Near the end of the 30 minute chat (AUDIO), Todd mentions something I found very interesting. The association endorses political candidates and it’s a big deal (at least to the candidates). Typically those announcements would be made via news release to the big newspapers and media outlets. This year, MSTA plans to make the announcement on their podcast as well as putting the word out via blogs. I think that is brilliant I’ll bet they get a lot of play out of it.

Todd and Gail are making great use of podcasting and I have no doubt other associations will see the impact of what MSTA is doing and jump in the water.

PS: In addition to Todd and Gail, you’ll hear David Brazeal in a couple of places… but we lost him due to my lack of experience with Skype.

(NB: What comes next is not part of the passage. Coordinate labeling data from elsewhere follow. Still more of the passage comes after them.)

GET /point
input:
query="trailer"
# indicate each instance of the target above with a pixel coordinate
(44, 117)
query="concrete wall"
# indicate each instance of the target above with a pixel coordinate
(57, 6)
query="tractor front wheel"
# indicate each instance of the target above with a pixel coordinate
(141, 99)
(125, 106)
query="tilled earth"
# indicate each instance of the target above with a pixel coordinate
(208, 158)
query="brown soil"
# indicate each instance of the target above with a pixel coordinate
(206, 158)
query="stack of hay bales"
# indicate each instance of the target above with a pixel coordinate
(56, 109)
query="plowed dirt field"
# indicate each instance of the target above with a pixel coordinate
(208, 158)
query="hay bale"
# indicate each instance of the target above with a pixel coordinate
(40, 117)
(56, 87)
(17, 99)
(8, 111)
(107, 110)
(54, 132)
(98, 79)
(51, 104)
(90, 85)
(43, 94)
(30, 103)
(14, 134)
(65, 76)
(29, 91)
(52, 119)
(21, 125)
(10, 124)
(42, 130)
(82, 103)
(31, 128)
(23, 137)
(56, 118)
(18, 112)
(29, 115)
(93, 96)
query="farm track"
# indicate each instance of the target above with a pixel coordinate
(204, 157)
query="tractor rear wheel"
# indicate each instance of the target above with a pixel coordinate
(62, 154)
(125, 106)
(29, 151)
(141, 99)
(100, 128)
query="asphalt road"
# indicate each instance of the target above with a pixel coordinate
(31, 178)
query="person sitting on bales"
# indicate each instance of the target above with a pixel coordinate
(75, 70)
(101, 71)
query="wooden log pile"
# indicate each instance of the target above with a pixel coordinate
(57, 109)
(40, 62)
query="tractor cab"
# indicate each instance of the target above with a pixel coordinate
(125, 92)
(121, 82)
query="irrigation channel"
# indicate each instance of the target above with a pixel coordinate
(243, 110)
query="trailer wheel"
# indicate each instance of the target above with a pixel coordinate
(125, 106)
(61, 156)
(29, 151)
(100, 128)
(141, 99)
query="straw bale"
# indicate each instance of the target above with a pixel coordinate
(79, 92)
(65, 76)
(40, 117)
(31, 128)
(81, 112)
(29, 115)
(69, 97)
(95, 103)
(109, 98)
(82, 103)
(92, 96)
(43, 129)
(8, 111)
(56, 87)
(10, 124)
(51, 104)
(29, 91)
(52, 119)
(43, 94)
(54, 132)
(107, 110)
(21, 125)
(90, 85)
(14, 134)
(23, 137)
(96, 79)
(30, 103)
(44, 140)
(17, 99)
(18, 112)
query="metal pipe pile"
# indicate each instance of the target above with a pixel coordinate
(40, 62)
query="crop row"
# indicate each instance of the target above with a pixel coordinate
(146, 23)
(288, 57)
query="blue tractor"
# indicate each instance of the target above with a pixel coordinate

Prairie Garden Trust Podcast

Tin CansMy friend Henry Domke has produced and posted the first Prairie Garden Trust Podcast. Friends and supporters of PGT can now get regular updates via podcast. While I’m not exactly an “outdoorsy” guy, I’m stoked about Henry using this new technology. He invested a couple of hundred bucks in a podcast starter set (mics, mixer, headphones, etc) and is using GarageBand3 (MacBook) to produce. In a matter of hours, he had his first show online, ready for subscribers. His first show has a couple of rough edges but he’ll smooth those out as he goes.

In The Old Days, he might have tried to find a radio station that would give him (sell him?) some time on a Sunday morning. Today, he’s global. Anybody, anytime, anywhere. If they care about his topic, they can listen. Still another example of The Long Tail at work. No topic is too obscure. If one person cares enough to produce the show … and one cares enough to listen, the costs of production and distribution are so close to zero, there is no barrier to getting started.